The Employee was involved in a workplace accident involving a front loader. As part of its investigation into the accident, the Employer had the Employee submit to drug and alcohol testing. The Employee tested positive for cocaine. Prior to the workplace accident, the Employee had never disclosed his cocaine use to the Employer. After the accident, the Employee alleged that he thought he was addicted to cocaine. The Employee was terminated for having violated the Policy. The Employee challenged his termination, claiming that he had been terminated because of his addiction; an allegation that, if true, would constitute discrimination under the Alberta Human Rights Act, R.S.A. 2000, c. A-25.5.
The Alberta Human Rights Tribunal upheld the termination on the grounds that the Employee was not terminated because of his addiction but rather was terminated for violating the Policy. The Alberta Court of Queen’s Bench and Alberta Court of Appeal upheld the decision of the tribunal.
The Employee was not terminated because of his addiction but rather because of his failure to comply with the Policy. He would have been fired regardless of whether he was an addict or a casual user. Further, the Employee had not been adversely impacted by the Policy as he was fully capable of complying with the Policy but chose not to.
The SCC noted that drug policy cases fall along a spectrum. At one end of the spectrum are cases in which an employee’s addiction renders them completely incapable of complying with a workplace policy for reasons related to their addiction. In these cases, sanctions may not be possible without violating human rights legislation. For example, if a nicotine addicted employee violates a policy prohibiting smoking, he or she could not be sanctioned without discrimination. At the other end of the spectrum are cases in which an employee is fully capable of complying with the workplace policy but chooses not to. While denial may be one aspect of the Employee’s addiction, he nevertheless understood that he should not take drugs before working, and had the ability to decide not to take drugs as well as the capacity to disclose his drug use to the Employer.
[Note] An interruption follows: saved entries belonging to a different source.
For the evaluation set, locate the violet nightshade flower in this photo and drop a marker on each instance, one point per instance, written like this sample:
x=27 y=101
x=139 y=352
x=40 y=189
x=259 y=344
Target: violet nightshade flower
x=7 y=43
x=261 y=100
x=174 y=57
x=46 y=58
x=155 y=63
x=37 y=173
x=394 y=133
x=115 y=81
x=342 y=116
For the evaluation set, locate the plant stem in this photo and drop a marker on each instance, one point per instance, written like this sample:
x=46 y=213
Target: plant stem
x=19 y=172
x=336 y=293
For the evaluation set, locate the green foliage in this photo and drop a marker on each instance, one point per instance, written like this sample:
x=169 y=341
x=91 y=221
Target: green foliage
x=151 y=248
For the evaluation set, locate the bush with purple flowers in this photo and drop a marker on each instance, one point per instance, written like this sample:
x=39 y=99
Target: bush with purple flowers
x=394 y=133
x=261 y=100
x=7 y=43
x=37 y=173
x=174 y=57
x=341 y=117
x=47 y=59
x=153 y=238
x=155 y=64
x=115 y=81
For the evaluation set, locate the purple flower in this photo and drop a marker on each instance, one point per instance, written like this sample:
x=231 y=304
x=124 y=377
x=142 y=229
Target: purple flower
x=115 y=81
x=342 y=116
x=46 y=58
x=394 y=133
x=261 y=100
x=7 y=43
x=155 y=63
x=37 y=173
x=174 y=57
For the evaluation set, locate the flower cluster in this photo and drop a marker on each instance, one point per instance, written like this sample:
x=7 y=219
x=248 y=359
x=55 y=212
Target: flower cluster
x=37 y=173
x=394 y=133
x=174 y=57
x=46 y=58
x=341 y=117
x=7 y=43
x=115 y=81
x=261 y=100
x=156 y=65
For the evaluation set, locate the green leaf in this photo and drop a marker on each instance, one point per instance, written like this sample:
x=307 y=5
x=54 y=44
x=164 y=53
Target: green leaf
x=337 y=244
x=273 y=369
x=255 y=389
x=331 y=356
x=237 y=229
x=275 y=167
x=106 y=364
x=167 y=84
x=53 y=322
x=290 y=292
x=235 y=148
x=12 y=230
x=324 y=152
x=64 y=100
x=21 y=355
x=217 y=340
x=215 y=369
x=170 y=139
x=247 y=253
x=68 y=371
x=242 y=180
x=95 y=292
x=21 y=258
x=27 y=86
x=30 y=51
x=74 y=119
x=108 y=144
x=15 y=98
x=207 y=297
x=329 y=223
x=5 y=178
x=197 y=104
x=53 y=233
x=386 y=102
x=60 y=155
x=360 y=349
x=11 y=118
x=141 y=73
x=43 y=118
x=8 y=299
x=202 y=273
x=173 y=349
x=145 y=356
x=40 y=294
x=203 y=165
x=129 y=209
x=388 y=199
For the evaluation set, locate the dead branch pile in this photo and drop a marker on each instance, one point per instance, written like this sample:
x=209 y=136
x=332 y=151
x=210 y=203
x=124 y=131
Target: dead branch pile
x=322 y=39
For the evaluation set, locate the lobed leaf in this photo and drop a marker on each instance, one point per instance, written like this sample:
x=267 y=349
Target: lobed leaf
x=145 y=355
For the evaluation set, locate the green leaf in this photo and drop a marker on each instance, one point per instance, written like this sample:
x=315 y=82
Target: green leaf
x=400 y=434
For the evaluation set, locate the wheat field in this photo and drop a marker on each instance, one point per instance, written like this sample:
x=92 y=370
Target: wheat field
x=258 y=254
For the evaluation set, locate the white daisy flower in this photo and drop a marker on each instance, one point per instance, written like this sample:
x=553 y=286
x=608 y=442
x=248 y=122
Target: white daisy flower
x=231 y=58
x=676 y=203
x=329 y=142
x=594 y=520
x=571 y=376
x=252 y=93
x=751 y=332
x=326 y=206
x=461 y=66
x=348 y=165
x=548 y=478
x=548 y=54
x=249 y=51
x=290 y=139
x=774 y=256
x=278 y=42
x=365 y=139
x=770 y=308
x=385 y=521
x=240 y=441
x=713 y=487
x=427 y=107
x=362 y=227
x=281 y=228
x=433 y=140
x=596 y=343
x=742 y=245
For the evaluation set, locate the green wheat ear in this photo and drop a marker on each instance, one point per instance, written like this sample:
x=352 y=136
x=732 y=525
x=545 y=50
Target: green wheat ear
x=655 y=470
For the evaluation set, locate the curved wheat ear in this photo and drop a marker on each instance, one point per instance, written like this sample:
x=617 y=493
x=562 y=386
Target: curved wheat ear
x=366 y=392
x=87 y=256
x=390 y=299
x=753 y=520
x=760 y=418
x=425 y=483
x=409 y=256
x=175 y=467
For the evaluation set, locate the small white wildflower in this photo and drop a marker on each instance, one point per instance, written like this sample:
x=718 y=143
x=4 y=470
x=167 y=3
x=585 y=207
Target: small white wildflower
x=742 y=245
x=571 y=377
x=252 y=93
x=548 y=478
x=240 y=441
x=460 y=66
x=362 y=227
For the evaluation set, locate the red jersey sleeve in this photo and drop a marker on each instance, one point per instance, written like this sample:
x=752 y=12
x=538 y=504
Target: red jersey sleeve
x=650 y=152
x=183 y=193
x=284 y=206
What This Means For Employers
Stewart is important for its role in clarifying the law surrounding the creation and enforcement of workplace drug and alcohol policies that require disclosure of addiction. The case also provides legal guidance on what types of policies an employer can enforce and how they should proceed with enforcement. While the SCC ruled that the Employee in this case was capable of compliance with the Policy, they left open the possibility of finding a different employee, under different circumstances, incapable of disclosing drug use as a result of their addiction.
Policies requiring the disclosure of alcohol and drug dependency or addiction related issues, and the enforcement of such policies, will not necessarily result in a finding of discrimination. Policies that are impossible for drug and/or alcohol dependant employees to comply with should be avoided, as there is significant risk that such policies will be found to be discriminatory.
Finally, where an employer decides to proceed with disciplinary actions against an employee they should make it clear that the discipline is not a result of the employee’s addiction, but is instead based on the breach of a workplace policy.